Streitig ist, ob eine Teilnahme am Vollrausch strafbar ist.
Beispiel
Stammgast S möchte sein trübes Dasein für ein paar Stunden vergessen und begibt sich in seine Lieblingskneipe, wo Gastwirt G ihm kommentarlos immer wieder auf seine Bestellung hin ein Pils und einen Korn serviert, bis S sich kaum noch auf den Beinen halten kann. Kurz vor Mitternacht setzt sich S in diesem Zustand auf sein Mofa und verursacht beinahe einen schweren Personenschaden, weil er infolge der Alkoholisierung das Gleichgewicht verliert.
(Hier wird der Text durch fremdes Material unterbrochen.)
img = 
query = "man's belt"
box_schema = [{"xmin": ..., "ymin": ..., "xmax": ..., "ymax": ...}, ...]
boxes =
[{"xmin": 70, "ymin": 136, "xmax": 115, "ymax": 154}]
Später stellt sich heraus, dass S einen BAK-Wert von 3,3 Promille hatte.
Eine Bestrafung des S gem. § 315c Abs. 1 Nr. 1a scheitert an § 20. S hat sich jedoch gem. § 323a strafbar gemacht, indem er sich – in diesem Fall wohl vorsätzlich – in einen Rausch versetzte.
Fraglich ist, ob Gastwirt G, indem er S immer wieder den Alkohol ausschenkte, sich der Beihilfe zum Vollrausch gem. §§ 323a, 27 strafbar gemacht hat.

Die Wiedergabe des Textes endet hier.